Re: linux-next: Tree for Jun 23 (objtool (2))

2020-07-16 Thread Miroslav Benes
On Wed, 15 Jul 2020, Josh Poimboeuf wrote:

> On Wed, Jul 15, 2020 at 03:41:55PM +0200, Petr Mladek wrote:
> > On Wed 2020-07-15 14:10:54, Petr Mladek wrote:
> > > On Wed 2020-07-15 13:11:14, Miroslav Benes wrote:
> > > > Petr, would you agree to revert -flive-patching.
> > > 
> > > Yes, I agree.
> > 
> > Or better to say that I will not block it.
> > 
> > I see that it causes maintenance burden. There are questions about
> > reliability and performance impact. I do not have a magic solution
> > in the pocket.
> > 
> > Anyway, we need a solution to know what functions need to get livepatched.
> > I do not have experience with comparing the assembly, so I do not know
> > how it is complicated and reliable.
> 
> Thanks Petr/Miroslav.  I can do the revert patch.  It doesn't have to be
> a permanent revert.  I'd certainly be willing to ACK it again in the
> future if/when it becomes more ready.

Ok.

> Yannick has agreed to start looking at the objtool function diff
> feature.  It's purely theoretical at the moment, we'll see how it works
> in practice.  We already do something similar in kpatch-build -- it
> differs from the objtool model, but it at least shows that something
> similar is possible.

Great. I'm looking forward to seeing that.

Thanks
Miroslav


Re: linux-next: Tree for Jun 23 (objtool (2))

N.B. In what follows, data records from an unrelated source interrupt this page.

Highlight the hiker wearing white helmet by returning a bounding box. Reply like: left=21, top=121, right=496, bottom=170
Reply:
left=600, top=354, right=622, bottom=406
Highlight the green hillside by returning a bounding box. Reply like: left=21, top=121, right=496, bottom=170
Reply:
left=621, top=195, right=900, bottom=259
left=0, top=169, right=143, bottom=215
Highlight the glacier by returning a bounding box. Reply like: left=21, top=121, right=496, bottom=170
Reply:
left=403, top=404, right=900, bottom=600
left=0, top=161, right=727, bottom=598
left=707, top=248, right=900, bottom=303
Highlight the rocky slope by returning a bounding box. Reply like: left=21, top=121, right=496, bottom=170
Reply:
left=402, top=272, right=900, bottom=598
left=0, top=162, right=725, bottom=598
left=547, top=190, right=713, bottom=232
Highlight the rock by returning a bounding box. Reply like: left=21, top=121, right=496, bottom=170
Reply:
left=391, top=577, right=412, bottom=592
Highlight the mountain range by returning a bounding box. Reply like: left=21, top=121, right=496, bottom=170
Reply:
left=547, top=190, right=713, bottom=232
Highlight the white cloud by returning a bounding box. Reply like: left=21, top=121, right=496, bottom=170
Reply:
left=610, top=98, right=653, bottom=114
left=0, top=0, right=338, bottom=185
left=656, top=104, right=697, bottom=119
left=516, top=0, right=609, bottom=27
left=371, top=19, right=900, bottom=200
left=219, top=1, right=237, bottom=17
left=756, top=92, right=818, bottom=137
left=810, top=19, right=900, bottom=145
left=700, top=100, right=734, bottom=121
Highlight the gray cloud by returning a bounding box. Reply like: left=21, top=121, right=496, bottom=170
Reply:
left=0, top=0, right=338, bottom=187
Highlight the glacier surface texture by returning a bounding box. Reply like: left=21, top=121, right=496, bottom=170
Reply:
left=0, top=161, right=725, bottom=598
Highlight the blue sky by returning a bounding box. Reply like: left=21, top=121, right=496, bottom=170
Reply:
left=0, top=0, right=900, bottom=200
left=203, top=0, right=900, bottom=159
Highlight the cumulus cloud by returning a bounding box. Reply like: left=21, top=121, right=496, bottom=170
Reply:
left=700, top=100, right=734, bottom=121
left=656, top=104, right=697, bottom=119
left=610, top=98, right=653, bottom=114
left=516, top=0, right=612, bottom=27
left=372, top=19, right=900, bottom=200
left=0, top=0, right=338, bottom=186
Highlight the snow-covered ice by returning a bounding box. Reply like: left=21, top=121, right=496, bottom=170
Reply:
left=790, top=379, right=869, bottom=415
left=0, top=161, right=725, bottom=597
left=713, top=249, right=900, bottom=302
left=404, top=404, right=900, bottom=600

2020-07-15 Thread Josh Poimboeuf
On Wed, Jul 15, 2020 at 03:41:55PM +0200, Petr Mladek wrote:
> On Wed 2020-07-15 14:10:54, Petr Mladek wrote:
> > On Wed 2020-07-15 13:11:14, Miroslav Benes wrote:
> > > Petr, would you agree to revert -flive-patching.
> > 
> > Yes, I agree.
> 
> Or better to say that I will not block it.
> 
> I see that it causes maintenance burden. There are questions about
> reliability and performance impact. I do not have a magic solution
> in the pocket.
> 
> Anyway, we need a solution to know what functions need to get livepatched.
> I do not have experience with comparing the assembly, so I do not know
> how it is complicated and reliable.

Thanks Petr/Miroslav.  I can do the revert patch.  It doesn't have to be
a permanent revert.  I'd certainly be willing to ACK it again in the
future if/when it becomes more ready.

Yannick has agreed to start looking at the objtool function diff
feature.  It's purely theoretical at the moment, we'll see how it works
in practice.  We already do something similar in kpatch-build -- it
differs from the objtool model, but it at least shows that something
similar is possible.

-- 
Josh



Re: linux-next: Tree for Jun 23 (objtool (2))

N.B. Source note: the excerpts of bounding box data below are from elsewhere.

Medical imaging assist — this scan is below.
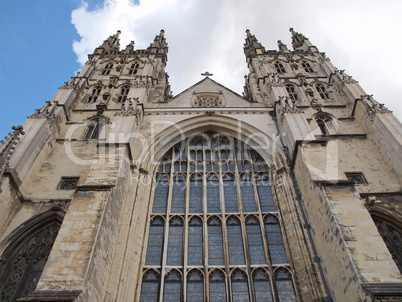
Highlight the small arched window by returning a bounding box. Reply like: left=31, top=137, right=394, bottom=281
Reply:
left=88, top=86, right=102, bottom=103
left=302, top=62, right=314, bottom=73
left=84, top=119, right=102, bottom=139
left=274, top=62, right=286, bottom=73
left=0, top=211, right=62, bottom=301
left=315, top=84, right=329, bottom=100
left=128, top=62, right=140, bottom=74
left=117, top=86, right=130, bottom=103
left=285, top=84, right=299, bottom=100
left=102, top=63, right=113, bottom=75
left=315, top=114, right=336, bottom=135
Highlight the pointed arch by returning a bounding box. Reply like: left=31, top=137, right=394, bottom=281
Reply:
left=0, top=209, right=65, bottom=301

2020-07-15 Thread Petr Mladek
On Wed 2020-07-15 14:10:54, Petr Mladek wrote:
> On Wed 2020-07-15 13:11:14, Miroslav Benes wrote:
> > Petr, would you agree to revert -flive-patching.
> 
> Yes, I agree.

Or better to say that I will not block it.

I see that it causes maintenance burden. There are questions about
reliability and performance impact. I do not have a magic solution
in the pocket.

Anyway, we need a solution to know what functions need to get livepatched.
I do not have experience with comparing the assembly, so I do not know
how it is complicated and reliable.

Best Regards,
Petr


Re: linux-next: Tree for Jun 23 (objtool (2))

2020-07-15 Thread Petr Mladek
On Wed 2020-07-15 13:11:14, Miroslav Benes wrote:
> Petr, would you agree to revert -flive-patching.

Yes, I agree.

Best Regards,
Petr


Re: linux-next: Tree for Jun 23 (objtool (2))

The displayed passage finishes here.